From: George R. Borsari, Jr. and Anne Thomas Paxson

Date: May 2003



                                              NOW WE KNOW
                                    HDTV Will Destroy Over-the-Air Television

                                                    *
                             AT&T Should Own Cable – Management Sunk the Deal

                                                       *
                       Cable, Not DSL, Will Win the Broadband Competition Hands Down
                              (But No Mass Demand for High-Speed Internet, Yet)

Let us explain.

                                                     * * * * *

                                     HDTV Will Destroy Over-the-Air Television

George finally took the plunge and bought a high definition Mitsubishi projection television set. He also bought a
Samsung over-the-air broadcast digital receiver, and the process of buying and installing the necessary equipment,
and comparing it to the alternative, has led him to the conclusion that the public will want high definition television,
but they will not put up with the inconvenience necessary to receive it over the air.

First, the purchase of the high definition television set: George went to the local high definition television store (in
this case, Best Buy) and asked if there were any available digital television sets that would receive over-the-air
signals. The response was “Why would you want something like that? Just hook it up to the cable.” Right off the bat,
there was the suspicion that there was trouble in River City. If the salespeople at Best Buy are typical, then the retail
stores are a major concern, and the great television industry, which is nothing if not a marketing machine, has failed
to convince the stores to sell real television sets. On further inquiry, the response of the salespeople at the store was
understandable. They have found from experience that it is so difficult to receive over-the-air television signals, and
so easy to hook to the cable, that if they promote over-the-air television they will end up with quite a few returns. For
instance, the Samsung over-the-air receiver was purchased at a $100 discount because that particular unit had been
returned to the store three times.

Nevertheless, in the interest of scientific research, the purchase proceeded. The first issue was where to put it. Most
people find that their high definition television set will not fit in the space formerly occupied by their large screen
analog set. In some cases, bookcases need to be altered, cabinets discarded, and furniture rearranged simply to make
room for it. Of course, if you put it in a different location, then the internal wiring of the cable, the speakers, the
power, and so forth all need to be changed in the house. That added many additional hours to the setup.

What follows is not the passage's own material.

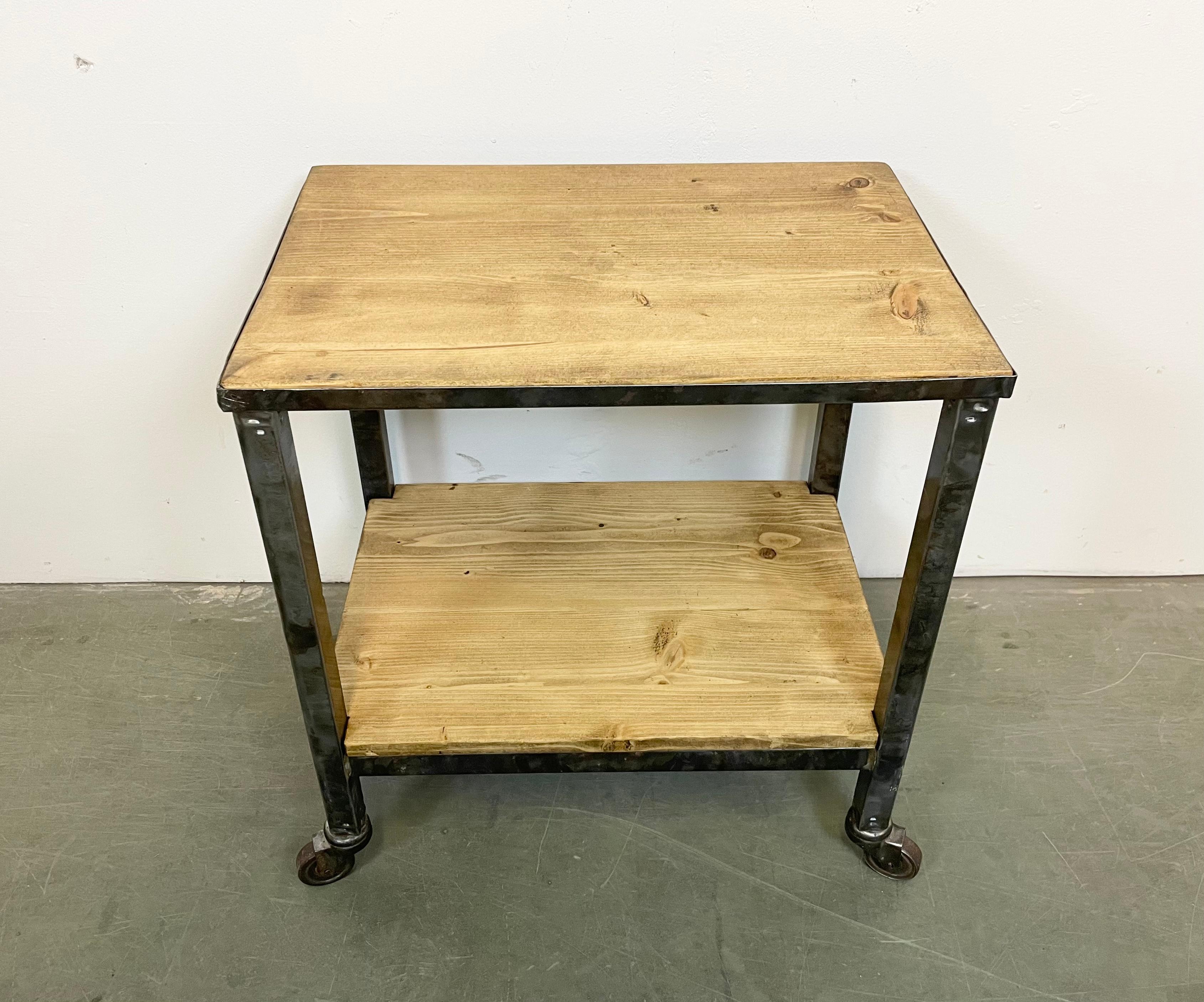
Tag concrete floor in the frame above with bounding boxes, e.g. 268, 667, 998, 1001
0, 578, 1204, 1002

Once installed, and with only the analog cable available, the picture on the Mitsubishi television set was excellent.
Then came the time for the over-the-air digital Samsung box to do its thing, and it would not. The box was properly
plugged in, the audio hooked to the surround-sound system, and the newly purchased rabbit ears perched on top of
the box but the over-the-air digital box could only pull in a digital signal from the local public television station
(although George’s house is about three miles from the antenna farm area in Washington).

Not to worry, though. George is also an amateur radio operator and has some modicum of understanding of antennas,
so it was a simple matter to tune the antenna for maximum gain. Of course, to tune the antenna for maximum gain
you must know the channel. But there is no way for the average homeowner to know the matching digital channel. As
people with high definition sets know, in an effort to make the process easy, if you tune to your favorite television
station on its analog frequency, your set-top box will automatically be linked to the digital channel, but without
knowing what the digital channel is, you cannot then tune the set-top box to the digital channel and use the internal
signal strength meter. In other words, Channel 4 in Washington is the NBC affiliate, so to find Channel 4 digital you
simply tune the box to Channel 4, and it will take you to the digital channel which, we think, is either Channel 35, 36,
or 37. If, however, you do not initially receive a sufficient signal to receive Channel 37 in the first place, you do not
know to turn to Channel 37 to tune the antenna. It is a matter of serious frustration.

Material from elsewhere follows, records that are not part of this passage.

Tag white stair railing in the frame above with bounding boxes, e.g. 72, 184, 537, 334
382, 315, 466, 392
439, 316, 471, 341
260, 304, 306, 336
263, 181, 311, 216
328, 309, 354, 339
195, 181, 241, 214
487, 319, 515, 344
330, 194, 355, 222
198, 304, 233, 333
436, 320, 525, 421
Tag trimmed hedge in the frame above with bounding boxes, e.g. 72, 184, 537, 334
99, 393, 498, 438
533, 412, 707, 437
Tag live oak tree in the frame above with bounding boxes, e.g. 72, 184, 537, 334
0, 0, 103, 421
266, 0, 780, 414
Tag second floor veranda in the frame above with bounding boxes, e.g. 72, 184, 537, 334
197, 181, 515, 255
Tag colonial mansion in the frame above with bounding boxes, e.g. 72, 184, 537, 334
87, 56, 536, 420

The antenna problem was finally solved by digging up the old outside antenna, laying it on the floor in the attic, and
running new wiring down through two floors into the basement, under the basement ceiling to the living room,
drilling a hole in the floor, and bringing the cable up to the set. Well, as everybody has been saying, the pictures
actually are spectacular. You do not realize how poor the quality of the analog signal is until you see the high
definition picture, and all the neighbors are highly impressed and want one. That, of course, is the good news. The
bad news is that none of them will even remotely put up with the aggravation. As one engineer put it, we are a “plug-
and-play” society, and nobody is going to put up with the aggravation and the uncertainty of receiving the over-the-
air signal.

It’s difficult to asses blame for the current state of the transition. Certainly the government could have moved much
faster than 25 years to convert to digital, and much has changed over the course of those years in terms of electronics
and society. The Commission is still moving at a glacial pace. If we had to pick one key bad decision, we would look
at the standard that was chosen. Whatever the reason for the choice of the standard, customer convenience was not a
major factor in the decision, and it should have been. Sinclair Broadcasting maintains that the other available
standards would have allowed the receipt of the high definition signal in most homes through the use of rabbit ears.
That would have been convenient and would have saved over-the-air television.

As it now stands, George’s alternative was to pay $14 a month to the cable company and, with no muss and no fuss,
receive high definition programming from ABC, NBC, and CBS, as well as the public stations. In a strange twist,
cable sees its competitive advantage over satellite as HDTV. Watch next month’s NCTA convention. Check and mate
to cable.

                                                       * * * * *

                                AT&T Should Own Cable – Management Sunk the Deal

Michael Armstrong, the CEO of AT&T, was widely criticized for his purchase of TCI (only after the deal went
sour),but Michael Armstrong knew something that most people did not realize. While we arguably have the finest
telephone system in the world, with by the far the cheapest price, the cheapest price for the consumer is not
necessarily good for the telephone companies, and because of competition and resellers, the price of both basic
telephone and long distance has gone up very little. Cable costs, however, are skyrocketing in their unregulated
atmosphere. With cable internet service, basic and expanded cable, and two premium channels, George’s cable bill is
$120 a month. The basic telephone charge is $25, and the long distance bill probably adds another $20. The problem
with Armstrong’s vision was the management. They paid too much going in, and then could not capitalize on the
purchase with the introduction of new services.
                                                     * * * * *


                         Cable, Not DSL, Will Win the Broadband Competition Hands Down
                                (But No Mass Demand for High-Speed Internet, Yet)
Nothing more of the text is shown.